Even as we pride ourselves on being rational thinkers, research shows the way we process information depends more on the feelings it generates, said Paul Slovic, a University of Oregon psychology professor and expert in decision-making. “We rarely resist the feelings that certain types of information convey in us,” he told the working group.
Eliminating false content will have free speech advocates crying foul. But at least social media companies could promote credible information, down rank bunk, and ensure algorithms don’t refer people — repeatedly — to unreliable information based on search queries. They could reduce exposure to lies.

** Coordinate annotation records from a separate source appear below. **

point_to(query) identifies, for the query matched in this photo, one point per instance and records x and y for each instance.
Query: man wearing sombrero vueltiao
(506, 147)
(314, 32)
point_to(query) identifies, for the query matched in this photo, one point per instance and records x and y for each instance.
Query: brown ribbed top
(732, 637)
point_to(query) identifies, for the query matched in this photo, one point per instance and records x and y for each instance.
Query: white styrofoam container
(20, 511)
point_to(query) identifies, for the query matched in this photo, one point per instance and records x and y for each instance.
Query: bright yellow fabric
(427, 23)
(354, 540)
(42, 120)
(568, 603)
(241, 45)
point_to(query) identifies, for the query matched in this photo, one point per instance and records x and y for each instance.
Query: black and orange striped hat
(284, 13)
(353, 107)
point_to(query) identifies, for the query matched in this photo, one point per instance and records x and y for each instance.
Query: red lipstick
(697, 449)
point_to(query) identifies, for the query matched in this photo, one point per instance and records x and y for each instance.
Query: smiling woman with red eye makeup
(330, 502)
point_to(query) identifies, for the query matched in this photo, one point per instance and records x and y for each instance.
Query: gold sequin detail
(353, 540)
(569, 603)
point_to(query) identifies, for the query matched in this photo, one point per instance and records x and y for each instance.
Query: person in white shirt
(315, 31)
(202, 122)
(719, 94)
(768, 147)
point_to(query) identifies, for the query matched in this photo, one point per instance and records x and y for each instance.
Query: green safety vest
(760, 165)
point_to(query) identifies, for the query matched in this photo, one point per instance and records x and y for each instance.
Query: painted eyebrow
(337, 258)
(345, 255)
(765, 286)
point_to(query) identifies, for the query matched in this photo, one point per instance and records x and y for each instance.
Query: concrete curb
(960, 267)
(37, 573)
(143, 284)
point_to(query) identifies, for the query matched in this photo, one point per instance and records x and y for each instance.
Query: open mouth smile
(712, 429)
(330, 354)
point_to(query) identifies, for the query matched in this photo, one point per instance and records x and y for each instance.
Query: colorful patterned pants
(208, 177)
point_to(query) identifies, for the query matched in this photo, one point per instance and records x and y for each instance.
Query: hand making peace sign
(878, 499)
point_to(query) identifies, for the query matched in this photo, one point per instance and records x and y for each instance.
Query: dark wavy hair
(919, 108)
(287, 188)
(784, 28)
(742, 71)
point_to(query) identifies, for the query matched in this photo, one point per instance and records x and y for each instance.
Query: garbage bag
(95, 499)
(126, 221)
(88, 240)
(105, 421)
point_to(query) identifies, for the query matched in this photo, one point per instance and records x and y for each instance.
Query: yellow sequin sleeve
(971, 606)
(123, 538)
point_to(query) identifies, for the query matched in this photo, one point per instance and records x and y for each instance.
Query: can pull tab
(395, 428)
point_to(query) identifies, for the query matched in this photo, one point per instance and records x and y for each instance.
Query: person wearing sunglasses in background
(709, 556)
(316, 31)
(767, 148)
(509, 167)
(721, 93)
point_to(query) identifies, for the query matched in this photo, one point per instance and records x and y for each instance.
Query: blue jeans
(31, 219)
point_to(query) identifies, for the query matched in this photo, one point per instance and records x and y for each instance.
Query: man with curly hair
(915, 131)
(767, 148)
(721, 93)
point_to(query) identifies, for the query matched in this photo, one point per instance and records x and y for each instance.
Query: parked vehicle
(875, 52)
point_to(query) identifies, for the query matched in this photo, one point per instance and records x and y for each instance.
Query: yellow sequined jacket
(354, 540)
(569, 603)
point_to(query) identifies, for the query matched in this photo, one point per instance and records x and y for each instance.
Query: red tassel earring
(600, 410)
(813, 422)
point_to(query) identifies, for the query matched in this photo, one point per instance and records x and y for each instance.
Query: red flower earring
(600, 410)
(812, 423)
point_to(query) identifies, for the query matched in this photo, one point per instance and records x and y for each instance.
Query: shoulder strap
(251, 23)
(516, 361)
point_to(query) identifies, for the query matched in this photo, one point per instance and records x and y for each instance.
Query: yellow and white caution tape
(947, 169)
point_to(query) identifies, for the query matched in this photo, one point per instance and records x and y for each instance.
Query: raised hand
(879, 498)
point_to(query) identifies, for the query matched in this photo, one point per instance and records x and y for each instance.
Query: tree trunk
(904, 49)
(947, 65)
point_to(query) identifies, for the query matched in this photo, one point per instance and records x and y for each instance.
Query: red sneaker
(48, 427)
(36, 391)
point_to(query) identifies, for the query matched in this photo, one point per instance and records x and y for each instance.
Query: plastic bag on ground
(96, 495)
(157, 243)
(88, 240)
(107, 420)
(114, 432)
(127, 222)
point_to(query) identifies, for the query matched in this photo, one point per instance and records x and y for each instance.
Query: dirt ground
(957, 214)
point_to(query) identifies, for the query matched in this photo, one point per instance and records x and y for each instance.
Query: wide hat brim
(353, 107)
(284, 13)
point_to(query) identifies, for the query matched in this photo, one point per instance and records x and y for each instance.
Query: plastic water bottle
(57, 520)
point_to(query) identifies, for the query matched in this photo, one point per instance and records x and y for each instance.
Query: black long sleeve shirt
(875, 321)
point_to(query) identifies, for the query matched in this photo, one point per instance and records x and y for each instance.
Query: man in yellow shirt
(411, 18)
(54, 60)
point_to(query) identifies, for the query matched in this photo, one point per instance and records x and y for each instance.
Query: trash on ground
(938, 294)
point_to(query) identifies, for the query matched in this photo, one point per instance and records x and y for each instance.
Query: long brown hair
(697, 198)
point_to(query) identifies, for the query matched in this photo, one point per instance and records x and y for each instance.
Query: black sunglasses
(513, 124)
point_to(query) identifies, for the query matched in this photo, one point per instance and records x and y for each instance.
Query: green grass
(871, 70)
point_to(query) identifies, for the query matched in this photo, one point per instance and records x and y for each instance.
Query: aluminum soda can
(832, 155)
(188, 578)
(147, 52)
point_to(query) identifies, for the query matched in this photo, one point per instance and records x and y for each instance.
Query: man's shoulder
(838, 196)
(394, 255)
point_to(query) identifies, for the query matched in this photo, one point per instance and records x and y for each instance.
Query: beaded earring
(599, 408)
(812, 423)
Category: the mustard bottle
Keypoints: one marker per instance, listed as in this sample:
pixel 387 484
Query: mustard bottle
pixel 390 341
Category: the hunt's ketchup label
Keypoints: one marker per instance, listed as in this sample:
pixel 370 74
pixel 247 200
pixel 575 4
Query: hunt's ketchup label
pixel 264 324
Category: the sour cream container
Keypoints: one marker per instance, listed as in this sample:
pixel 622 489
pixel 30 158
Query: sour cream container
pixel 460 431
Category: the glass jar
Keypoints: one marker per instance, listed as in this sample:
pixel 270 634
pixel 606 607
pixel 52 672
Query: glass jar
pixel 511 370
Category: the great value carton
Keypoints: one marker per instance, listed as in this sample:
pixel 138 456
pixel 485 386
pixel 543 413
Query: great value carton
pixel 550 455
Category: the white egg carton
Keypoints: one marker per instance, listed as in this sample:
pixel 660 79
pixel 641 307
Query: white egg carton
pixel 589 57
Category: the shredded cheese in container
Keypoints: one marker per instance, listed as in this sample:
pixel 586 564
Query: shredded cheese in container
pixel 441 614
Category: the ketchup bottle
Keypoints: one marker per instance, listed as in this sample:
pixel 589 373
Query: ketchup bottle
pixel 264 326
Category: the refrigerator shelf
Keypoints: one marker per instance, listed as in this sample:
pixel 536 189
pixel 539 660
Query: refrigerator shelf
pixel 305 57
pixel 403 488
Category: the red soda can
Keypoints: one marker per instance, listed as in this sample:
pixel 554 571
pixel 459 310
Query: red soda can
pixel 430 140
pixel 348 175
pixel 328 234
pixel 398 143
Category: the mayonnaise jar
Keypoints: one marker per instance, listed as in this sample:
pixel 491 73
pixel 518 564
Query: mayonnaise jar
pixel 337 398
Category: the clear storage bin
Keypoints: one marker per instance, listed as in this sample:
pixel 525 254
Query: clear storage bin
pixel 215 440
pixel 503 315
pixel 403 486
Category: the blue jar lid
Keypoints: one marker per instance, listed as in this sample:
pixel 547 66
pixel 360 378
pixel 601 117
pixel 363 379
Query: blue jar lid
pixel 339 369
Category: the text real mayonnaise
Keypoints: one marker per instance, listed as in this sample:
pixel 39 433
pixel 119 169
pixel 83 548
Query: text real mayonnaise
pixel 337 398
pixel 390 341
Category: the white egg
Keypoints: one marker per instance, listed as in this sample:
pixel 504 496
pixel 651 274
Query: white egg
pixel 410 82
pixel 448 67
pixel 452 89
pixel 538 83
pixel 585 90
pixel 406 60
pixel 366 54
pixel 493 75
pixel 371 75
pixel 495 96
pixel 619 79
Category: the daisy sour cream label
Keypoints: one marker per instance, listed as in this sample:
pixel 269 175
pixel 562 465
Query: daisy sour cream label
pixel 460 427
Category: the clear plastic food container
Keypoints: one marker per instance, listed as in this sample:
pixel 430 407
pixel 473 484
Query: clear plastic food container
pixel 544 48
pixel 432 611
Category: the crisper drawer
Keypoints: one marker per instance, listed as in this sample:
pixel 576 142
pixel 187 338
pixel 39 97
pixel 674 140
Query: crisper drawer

Another reason this is essential is because some studies have shown labels or warnings that something is true or false aren’t effective. Teaching critical thinking skills or getting people to simply think harder won’t work either. That “works well in the lab, but it’s hard to imagine applying it to the web,” Ross said.

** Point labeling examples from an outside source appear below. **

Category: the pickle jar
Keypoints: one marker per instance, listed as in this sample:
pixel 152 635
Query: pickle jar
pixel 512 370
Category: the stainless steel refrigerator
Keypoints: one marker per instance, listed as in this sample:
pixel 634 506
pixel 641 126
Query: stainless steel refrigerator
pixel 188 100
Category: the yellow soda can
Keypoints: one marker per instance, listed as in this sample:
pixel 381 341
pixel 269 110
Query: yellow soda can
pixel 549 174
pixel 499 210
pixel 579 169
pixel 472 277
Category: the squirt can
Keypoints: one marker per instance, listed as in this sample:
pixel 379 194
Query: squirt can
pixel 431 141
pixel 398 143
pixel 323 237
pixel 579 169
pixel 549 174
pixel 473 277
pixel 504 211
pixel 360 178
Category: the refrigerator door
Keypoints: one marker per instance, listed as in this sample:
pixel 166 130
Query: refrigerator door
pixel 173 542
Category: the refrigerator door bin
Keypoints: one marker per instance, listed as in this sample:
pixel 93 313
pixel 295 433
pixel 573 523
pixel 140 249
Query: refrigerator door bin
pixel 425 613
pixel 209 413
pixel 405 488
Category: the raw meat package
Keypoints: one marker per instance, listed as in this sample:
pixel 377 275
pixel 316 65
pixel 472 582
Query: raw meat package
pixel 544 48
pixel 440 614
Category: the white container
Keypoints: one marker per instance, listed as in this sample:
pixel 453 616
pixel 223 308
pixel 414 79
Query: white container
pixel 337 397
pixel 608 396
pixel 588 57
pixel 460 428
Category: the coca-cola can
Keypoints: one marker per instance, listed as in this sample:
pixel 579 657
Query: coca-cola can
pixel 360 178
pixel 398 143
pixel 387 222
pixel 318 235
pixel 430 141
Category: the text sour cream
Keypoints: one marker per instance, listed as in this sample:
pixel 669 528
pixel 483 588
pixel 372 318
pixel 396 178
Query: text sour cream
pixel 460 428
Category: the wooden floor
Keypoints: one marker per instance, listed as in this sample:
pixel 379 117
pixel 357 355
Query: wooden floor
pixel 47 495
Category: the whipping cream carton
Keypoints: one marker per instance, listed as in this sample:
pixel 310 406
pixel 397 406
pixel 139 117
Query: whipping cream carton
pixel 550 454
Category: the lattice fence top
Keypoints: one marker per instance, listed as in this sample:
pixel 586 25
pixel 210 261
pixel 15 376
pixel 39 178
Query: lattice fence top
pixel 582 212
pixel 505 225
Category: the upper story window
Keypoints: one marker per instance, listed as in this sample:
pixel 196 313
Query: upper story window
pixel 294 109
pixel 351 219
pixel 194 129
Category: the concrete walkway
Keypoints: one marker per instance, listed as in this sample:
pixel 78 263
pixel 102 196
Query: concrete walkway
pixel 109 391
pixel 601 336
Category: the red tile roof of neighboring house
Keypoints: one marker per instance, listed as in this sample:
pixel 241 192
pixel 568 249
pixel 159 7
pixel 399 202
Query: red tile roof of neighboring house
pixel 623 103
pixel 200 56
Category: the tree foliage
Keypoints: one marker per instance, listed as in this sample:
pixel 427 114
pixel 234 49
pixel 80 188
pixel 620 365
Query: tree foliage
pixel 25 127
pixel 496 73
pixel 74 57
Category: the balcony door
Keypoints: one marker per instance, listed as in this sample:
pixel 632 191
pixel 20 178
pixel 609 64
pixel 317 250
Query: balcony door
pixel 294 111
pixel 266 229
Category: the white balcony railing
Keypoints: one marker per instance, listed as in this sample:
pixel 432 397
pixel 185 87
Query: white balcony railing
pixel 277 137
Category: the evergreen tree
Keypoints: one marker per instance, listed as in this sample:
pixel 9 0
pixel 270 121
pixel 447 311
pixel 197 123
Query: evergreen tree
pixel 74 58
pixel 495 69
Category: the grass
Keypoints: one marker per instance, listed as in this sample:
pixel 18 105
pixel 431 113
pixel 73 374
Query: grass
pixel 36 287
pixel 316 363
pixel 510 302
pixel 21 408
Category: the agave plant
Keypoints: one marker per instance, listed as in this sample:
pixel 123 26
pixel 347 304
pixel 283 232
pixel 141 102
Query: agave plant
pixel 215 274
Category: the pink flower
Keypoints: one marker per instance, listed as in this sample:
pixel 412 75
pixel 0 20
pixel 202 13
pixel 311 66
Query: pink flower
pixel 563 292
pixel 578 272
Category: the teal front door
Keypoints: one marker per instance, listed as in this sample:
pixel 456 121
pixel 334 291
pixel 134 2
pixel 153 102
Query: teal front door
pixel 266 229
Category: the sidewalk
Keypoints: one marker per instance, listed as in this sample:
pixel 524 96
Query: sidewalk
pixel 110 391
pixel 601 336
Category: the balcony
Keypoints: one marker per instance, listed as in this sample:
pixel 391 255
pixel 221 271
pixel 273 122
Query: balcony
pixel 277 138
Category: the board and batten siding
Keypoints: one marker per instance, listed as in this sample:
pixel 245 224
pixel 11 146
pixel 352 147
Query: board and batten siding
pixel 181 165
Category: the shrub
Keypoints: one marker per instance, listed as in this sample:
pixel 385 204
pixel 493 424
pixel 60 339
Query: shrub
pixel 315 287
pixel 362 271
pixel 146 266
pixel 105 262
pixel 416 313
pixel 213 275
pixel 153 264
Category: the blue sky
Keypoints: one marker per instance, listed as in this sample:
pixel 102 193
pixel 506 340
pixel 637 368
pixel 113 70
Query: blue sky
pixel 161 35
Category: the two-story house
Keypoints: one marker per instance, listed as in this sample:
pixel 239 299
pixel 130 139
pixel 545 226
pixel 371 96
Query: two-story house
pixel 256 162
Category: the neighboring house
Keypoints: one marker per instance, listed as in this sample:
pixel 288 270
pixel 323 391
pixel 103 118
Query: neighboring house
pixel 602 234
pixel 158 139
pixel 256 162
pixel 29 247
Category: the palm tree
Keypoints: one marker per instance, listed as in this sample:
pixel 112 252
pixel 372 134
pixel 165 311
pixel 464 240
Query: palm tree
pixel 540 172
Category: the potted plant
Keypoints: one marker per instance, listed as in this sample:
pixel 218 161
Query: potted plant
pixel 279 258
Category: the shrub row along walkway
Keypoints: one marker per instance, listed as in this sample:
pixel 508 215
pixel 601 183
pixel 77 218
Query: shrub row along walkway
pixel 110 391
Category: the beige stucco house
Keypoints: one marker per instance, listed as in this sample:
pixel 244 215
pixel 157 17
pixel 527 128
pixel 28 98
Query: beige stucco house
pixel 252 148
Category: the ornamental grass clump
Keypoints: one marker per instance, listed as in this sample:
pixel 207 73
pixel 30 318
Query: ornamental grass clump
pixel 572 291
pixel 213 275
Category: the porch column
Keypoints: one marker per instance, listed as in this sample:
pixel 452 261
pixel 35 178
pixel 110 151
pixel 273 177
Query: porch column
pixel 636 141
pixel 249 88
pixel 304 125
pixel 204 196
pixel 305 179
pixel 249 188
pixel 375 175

Companies need to identify propaganda campaigns quickly because there may be little the platforms can do once a belief has taken hold. Anthony Pratkanis, an expert on the science of social influence and professor emeritus of psychology at UC Santa Cruz, said in this social media-fueled era of “propaganda on steroids” it’s going to be impossible to win the battle of ideas.

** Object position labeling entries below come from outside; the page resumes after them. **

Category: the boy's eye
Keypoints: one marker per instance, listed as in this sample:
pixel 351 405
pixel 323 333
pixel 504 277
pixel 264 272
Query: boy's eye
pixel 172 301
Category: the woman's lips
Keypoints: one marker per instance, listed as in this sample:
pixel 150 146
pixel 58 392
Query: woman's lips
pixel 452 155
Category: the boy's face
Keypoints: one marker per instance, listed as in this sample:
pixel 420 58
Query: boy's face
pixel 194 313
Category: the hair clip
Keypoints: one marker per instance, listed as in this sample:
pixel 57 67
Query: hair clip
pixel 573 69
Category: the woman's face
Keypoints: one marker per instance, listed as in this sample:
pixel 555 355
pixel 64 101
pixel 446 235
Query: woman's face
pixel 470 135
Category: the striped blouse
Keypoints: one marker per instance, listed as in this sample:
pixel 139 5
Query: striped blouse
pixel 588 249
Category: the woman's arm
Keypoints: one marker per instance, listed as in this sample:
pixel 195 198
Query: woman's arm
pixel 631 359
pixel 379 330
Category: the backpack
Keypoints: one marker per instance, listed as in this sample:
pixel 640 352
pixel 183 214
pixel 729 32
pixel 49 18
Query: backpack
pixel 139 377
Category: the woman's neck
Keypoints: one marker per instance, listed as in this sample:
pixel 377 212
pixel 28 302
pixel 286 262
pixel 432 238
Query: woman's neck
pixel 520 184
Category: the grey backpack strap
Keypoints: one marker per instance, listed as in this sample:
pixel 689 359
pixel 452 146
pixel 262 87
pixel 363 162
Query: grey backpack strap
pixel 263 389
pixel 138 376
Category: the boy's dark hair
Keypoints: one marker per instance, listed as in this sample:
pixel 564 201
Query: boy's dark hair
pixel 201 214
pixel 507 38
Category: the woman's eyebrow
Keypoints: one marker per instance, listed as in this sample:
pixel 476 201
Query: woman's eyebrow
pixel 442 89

“You’re going to play to a tie,” Pratkanis told the working group. “That’s the best you can do.”
Still, Pratkanis said making propaganda campaigns transparent is “very helpful.” Preventing micro-targeting of individuals by data-mining organizations like Cambridge Analytica, which worked with the Trump campaign, he said would help too.
This isn’t all on the social media companies. Until now, lawmakers have been all bark and no bite. Senate Majority Leader Mitch McConnell is blocking an array of election security bills including one that would compel social media companies to publicly disclose who is behind political ads in some of the ways that are required of print and broadcast ads. The companies are starting to do this. But making it mandatory could help.
Another Senate bill being blocked would protect the personal electronic devices and accounts of senators and Senate staff from cyberattacks. Regardless of whether this passes, someone urgently needs to secure the email accounts and devices of candidates and political groups against hacking so that personal information isn’t again exposed as it was in 2016. The credible, fact-based media should develop understandings on how to report on stolen information lest they end up helping a foreign disinformation campaign.
One move that would radically slow the spread of disinformation, would be to remove the retweet or share functions. People could still post what they find interesting. But fake material wouldn’t spread like wildfire. This won’t happen since the platforms are built around the sharing functionality. But the platforms could at least discourage the spread of dubious information by signaling which accounts have the highest credibility scores based on the reliability of the user’s posts. Make it reputationally costly to forward fake content.
Russia, as the FBI director noted, will continue to weaponize our most popular communication platforms to undermine our democracy. But we shouldn’t abet the effort with shares and retweets. Spreading falsehoods shouldn’t be free.
Janine Zacharia, a former Washington Post reporter, is the Carlos Kelly McClatchy lecturer in the department of communication at Stanford University.